但是如果在函数外部定义 tf.Variable 的话，又会显得这个函数有外部变量依赖，封装不够完美。一种简单的思路是定义一个类，并将相关的 tf.Variable 创建放在类的初始化方法中。而将函数的逻辑放在其他方法中。

TensorFlow 提供了一个基类 tf.Module，通过继承它构建子类，我们不仅可以获得以上的自然而然，而且可以非常方便地管理变量，还可以非常方便地管理它引用的其它 Module，最重要的是，我们能够利用 tf.saved_model 保存模型并实现跨平台部署使用。

实际上，tf.keras.models.Model，tf.keras.layers.Layer 都是继承自 tf.Module 的，提供了方便的变量管理和所引用的子模块管理的功能。

因此，利用 tf.Module 提供的封装，再结合 TensoFlow 丰富的低阶 API，实际上我们能够基于 TensorFlow 开发任意机器学习模型(而非仅仅是神经网络模型)，并实现跨平台部署使用。

3.1 应用 `tf.Module` 封装 Autograph

定义一个简单的function：

import tensorflow as tf 
x = tf.Variable(1.0,dtype=tf.float32)

#在tf.function中用input_signature限定输入张量的签名类型：shape和dtype
@tf.function(input_signature=[tf.TensorSpec(shape = [], dtype = tf.float32)])    
def add_print(a):
    x.assign_add(a)
    tf.print(x)
    return(x)

add_print(tf.constant(3.0))
#add_print(tf.constant(3)) #输入不符合张量签名的参数将报错

下面利用 tf.Module 的子类化将其封装一下。

class DemoModule(tf.Module):
    def __init__(self, init_value=tf.constant(0.0), name=None):
        super().__init__(name=name)
        with self.name_scope:  # 相当于with tf.name_scope("demo_module")
            self.x = tf.Variable(init_value, dtype=tf.float32, trainable=True)

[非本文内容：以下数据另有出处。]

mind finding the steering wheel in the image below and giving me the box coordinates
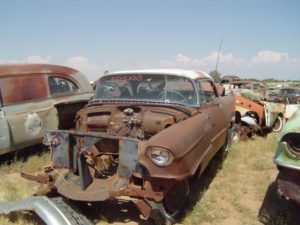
[158,90,187,103]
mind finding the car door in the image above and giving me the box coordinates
[0,74,59,153]
[197,79,226,158]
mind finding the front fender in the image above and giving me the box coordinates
[139,112,211,179]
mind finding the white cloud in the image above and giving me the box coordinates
[21,55,52,64]
[64,56,104,81]
[161,53,206,68]
[252,50,289,64]
[0,55,52,64]
[161,52,246,70]
[160,50,300,80]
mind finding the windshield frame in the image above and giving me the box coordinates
[94,73,200,107]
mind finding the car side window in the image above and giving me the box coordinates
[197,79,217,103]
[48,77,79,95]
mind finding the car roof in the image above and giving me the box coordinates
[0,64,79,77]
[106,69,212,80]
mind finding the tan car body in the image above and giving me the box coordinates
[0,64,93,154]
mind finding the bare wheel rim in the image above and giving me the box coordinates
[273,116,283,132]
[232,130,240,143]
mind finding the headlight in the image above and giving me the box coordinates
[283,133,300,156]
[146,147,175,166]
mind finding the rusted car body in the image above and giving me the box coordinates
[0,64,93,155]
[274,109,300,204]
[233,95,285,139]
[285,104,300,120]
[220,75,240,95]
[268,87,300,104]
[21,69,235,223]
[229,80,269,101]
[220,75,240,84]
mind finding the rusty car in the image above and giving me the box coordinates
[0,64,93,155]
[273,108,300,204]
[229,80,269,101]
[268,86,300,105]
[15,69,236,224]
[232,94,285,141]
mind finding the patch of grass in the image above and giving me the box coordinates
[0,147,48,224]
[0,149,50,175]
[1,179,20,201]
[0,213,43,225]
[185,199,229,224]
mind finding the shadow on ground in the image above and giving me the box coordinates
[259,180,300,225]
[0,144,47,165]
[75,199,153,225]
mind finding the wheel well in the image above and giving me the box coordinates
[235,111,242,124]
[277,113,283,118]
[55,102,88,129]
[244,111,260,124]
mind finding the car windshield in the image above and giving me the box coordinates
[279,88,300,95]
[94,74,197,106]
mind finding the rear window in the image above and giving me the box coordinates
[48,77,79,95]
[0,74,48,105]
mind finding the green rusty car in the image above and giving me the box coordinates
[274,108,300,204]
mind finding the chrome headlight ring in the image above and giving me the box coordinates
[146,147,175,167]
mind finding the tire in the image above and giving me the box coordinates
[150,180,190,224]
[50,197,93,225]
[272,116,284,132]
[218,129,230,161]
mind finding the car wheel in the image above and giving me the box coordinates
[218,129,231,162]
[151,180,190,224]
[273,116,284,132]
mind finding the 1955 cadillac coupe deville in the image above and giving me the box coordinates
[13,69,235,224]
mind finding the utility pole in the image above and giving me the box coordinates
[215,35,223,72]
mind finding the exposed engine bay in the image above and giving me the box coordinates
[71,104,191,180]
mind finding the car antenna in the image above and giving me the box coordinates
[215,35,223,71]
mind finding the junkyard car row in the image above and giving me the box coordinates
[0,65,299,225]
[224,79,300,141]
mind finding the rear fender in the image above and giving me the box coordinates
[0,108,11,153]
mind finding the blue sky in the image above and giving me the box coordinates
[1,0,299,81]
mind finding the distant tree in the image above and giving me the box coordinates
[104,70,109,74]
[209,70,222,83]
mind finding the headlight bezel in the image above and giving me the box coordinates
[282,133,300,157]
[146,146,175,167]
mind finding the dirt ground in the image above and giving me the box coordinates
[0,133,299,225]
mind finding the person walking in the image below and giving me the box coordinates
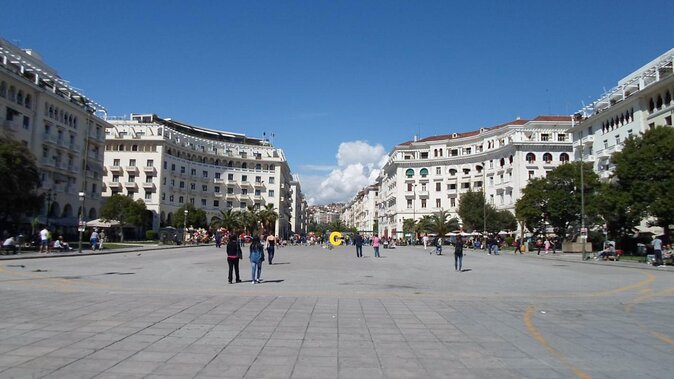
[422,234,429,250]
[454,237,464,272]
[90,229,99,251]
[652,235,664,267]
[215,231,222,248]
[39,226,49,254]
[266,234,276,265]
[249,236,264,284]
[354,232,363,257]
[434,236,443,255]
[544,238,551,254]
[226,235,242,284]
[372,234,381,258]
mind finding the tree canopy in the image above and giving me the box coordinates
[611,126,674,240]
[0,136,43,232]
[100,194,147,241]
[171,203,208,229]
[515,161,600,240]
[458,190,517,233]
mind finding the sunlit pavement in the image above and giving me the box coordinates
[0,244,672,378]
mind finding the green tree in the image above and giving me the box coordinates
[241,205,259,235]
[515,162,600,240]
[210,209,242,233]
[492,209,517,233]
[0,136,42,232]
[416,215,434,234]
[595,182,642,245]
[258,204,279,234]
[100,194,148,242]
[172,203,207,229]
[428,210,460,238]
[457,190,485,232]
[612,126,674,241]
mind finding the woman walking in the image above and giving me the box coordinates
[226,235,242,284]
[454,237,464,272]
[249,236,264,284]
[372,234,381,258]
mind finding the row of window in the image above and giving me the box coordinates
[600,108,635,134]
[0,81,32,109]
[404,153,569,177]
[402,192,514,209]
[648,89,673,113]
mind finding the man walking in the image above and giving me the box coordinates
[39,226,49,254]
[653,235,664,267]
[354,232,363,258]
[455,236,464,272]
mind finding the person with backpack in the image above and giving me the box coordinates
[249,236,265,284]
[226,235,242,284]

    @tf.function(input_signature=[tf.TensorSpec(shape=[], dtype=tf.float32)])
    def addprint(self, a):
        with self.name_scope:
            self.x.assign_add(a)
            tf.print(self.x)
            return self.x

执行：

demo = DemoModule(init_value=tf.constant(1.0))
result = demo.addprint(tf.constant(5.0))
# 查看模块中的全部变量和全部可训练变量
print(demo.variables)
print(demo.trainable_variables)
# 查看模块中的全部子模块
demo.submodules

输出：

6
(<tf.Variable 'demo_module/Variable:0' shape=() dtype=float32, numpy=6.0>,)
(<tf.Variable 'demo_module/Variable:0' shape=() dtype=float32, numpy=6.0>,)

()

使用 tf.saved_model 保存模型，并指定需要跨平台部署的方法：

tf.saved_model.save(demo,"./data/demo/1",signatures = {"serving_default":demo.addprint})

加载模型：

demo2 = tf.saved_model.load("./data/demo/1")
demo2.addprint(tf.constant(5.0))

查看模型文件相关信息，红框标出来的输出信息在模型部署和跨平台使用时有可能会用到：

!saved_model_cli show --dir ./data/demo/1 --all

在 tensorboard 中查看计算图，模块会被添加模块名 demo_module，方便层次化呈现计算图结构。

import datetime

# 创建日志
stamp = datetime.datetime.now().strftime("%Y%m%d-%H%M%S")
logdir = './data/demomodule/%s' % stamp
writer = tf.summary.create_file_writer(logdir)

#开启autograph跟踪
tf.summary.trace_on(graph=True, profiler=True) 

#执行autograph
demo = DemoModule(init_value = tf.constant(0.0))
result = demo.addprint(tf.constant(5.0))

#将计算图信息写入日志
with writer.as_default():
    tf.summary.trace_export(
        name="demomodule",
        step=0,
        profiler_outdir=logdir)

#启动 tensorboard在jupyter中的魔法命令
%reload_ext tensorboard

from tensorboard import notebook
notebook.list()

notebook.start("--logdir ./data/demomodule/")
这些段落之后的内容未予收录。